Without going into too much detail regarding the various rights that are protected under U.S. laws (i.e., patents, trademarks, copyrights, mask works, and trade secrets), it is vital to protect your intellectual property in the U.S. if you intend to sell products or services on U.S. territory.
Indeed, in a country as litigious as the U.S., damages awarded by courts in cases of infringement of third party intellectual property rights, may quickly reach millions of dollars. To manage that risk companies that are able to document their claim to ownership of IP associated with their technology have a definitive advantage in the event of litigation, both as a defence strategy or in support of a IP asset monetisation strategy through licensing. Courts often award higher damages to plaintiffs who can document their IP rights through registration – the potential and future benefits more than offset the initial costs of such registration. In addition, it is common in the U.S. for vendors of products and services to not only warrant ownership to the associated IP, but also indemnify and hold their clients harmless in case of a third-party claim that alleges a violation of that party’s intellectual property. These practices, standard in the U.S., can be extremely dangerous for any businesses that have not secured registration of their IP.

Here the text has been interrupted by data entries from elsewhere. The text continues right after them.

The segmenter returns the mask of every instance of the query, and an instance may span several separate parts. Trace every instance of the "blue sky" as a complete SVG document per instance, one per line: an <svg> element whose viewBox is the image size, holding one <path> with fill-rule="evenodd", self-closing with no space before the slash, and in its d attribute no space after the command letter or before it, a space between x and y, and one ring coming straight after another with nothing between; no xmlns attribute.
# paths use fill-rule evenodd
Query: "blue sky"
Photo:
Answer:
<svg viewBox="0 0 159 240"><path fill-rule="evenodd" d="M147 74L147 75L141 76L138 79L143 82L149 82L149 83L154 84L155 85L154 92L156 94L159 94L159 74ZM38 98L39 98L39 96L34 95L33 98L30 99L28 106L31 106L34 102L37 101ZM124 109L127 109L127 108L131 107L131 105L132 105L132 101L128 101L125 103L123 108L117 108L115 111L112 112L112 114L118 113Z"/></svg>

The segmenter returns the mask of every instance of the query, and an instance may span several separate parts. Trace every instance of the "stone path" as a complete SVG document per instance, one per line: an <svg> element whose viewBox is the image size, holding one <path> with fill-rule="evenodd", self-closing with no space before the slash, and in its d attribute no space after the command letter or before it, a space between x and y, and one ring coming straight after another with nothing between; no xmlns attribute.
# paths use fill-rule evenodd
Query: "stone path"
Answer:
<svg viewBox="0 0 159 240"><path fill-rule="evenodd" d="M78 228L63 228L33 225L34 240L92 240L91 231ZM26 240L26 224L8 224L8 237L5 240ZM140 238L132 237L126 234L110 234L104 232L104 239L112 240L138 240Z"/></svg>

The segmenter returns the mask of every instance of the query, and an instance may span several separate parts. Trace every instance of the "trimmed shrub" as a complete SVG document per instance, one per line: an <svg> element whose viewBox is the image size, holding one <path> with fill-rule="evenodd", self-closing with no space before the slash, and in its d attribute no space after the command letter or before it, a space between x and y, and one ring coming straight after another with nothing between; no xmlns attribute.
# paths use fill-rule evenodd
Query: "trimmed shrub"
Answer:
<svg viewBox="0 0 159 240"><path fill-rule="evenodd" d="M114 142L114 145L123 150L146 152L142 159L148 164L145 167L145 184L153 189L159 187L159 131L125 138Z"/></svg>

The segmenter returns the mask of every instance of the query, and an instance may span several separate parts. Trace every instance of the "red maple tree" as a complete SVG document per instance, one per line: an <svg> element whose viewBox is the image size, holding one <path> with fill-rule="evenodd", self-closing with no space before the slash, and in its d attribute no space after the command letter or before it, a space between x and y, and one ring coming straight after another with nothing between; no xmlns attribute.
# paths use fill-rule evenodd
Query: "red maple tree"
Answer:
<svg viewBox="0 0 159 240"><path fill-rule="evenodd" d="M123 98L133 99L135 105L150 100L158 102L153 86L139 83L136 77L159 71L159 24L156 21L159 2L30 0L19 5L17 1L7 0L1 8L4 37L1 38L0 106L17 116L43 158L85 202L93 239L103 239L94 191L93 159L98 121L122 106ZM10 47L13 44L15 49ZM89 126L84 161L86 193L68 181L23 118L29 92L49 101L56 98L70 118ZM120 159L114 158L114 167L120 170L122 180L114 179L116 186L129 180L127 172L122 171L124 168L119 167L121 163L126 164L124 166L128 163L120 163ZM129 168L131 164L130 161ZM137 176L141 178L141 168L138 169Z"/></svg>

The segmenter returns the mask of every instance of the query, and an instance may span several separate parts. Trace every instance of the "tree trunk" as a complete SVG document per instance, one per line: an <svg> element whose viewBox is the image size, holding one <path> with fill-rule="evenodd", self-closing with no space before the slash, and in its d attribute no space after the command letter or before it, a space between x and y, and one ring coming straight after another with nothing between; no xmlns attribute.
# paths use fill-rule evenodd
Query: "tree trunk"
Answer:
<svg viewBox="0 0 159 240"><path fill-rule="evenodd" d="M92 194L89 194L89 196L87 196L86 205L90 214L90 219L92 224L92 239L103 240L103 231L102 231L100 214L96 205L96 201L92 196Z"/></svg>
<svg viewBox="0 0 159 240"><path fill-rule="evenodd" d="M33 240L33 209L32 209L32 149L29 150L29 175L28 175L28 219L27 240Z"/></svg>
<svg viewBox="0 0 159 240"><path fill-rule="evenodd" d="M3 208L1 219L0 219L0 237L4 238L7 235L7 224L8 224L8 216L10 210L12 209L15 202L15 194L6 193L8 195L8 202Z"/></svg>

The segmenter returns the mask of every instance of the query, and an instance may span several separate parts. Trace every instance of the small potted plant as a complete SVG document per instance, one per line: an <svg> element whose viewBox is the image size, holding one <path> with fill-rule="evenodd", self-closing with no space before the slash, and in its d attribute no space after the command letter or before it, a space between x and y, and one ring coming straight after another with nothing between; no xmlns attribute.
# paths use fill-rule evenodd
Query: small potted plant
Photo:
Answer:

The purpose of this guide is not to give an exhaustive presentation of the various contract forms that are commonly used in the U.S., but to stress the importance of equipping yourself with U.S.-compliant agreements that provide you with the appropriate contractual protections for your business.
Contracts in the U.S. must comply with both State and Federal law. Since American contract law is distinctive from other countries’, it is essential to ensure that your contracts are drafted and structured in accordance with U.S. requirements. The assistance of local legal counsel, preferably dually qualified in the U.S. and in your country of origin (and thus aware of key differences between the two), could ensure that contracts are fully binding as intended and also become a real asset for you during negotiations with local clients.
Beyond the protections that derive from localising your contracts and online terms and conditions, such an approach will allow you to position yourself as a local player and to increase the confidence your clients and local prospects have in your commitment to succeed in the American market.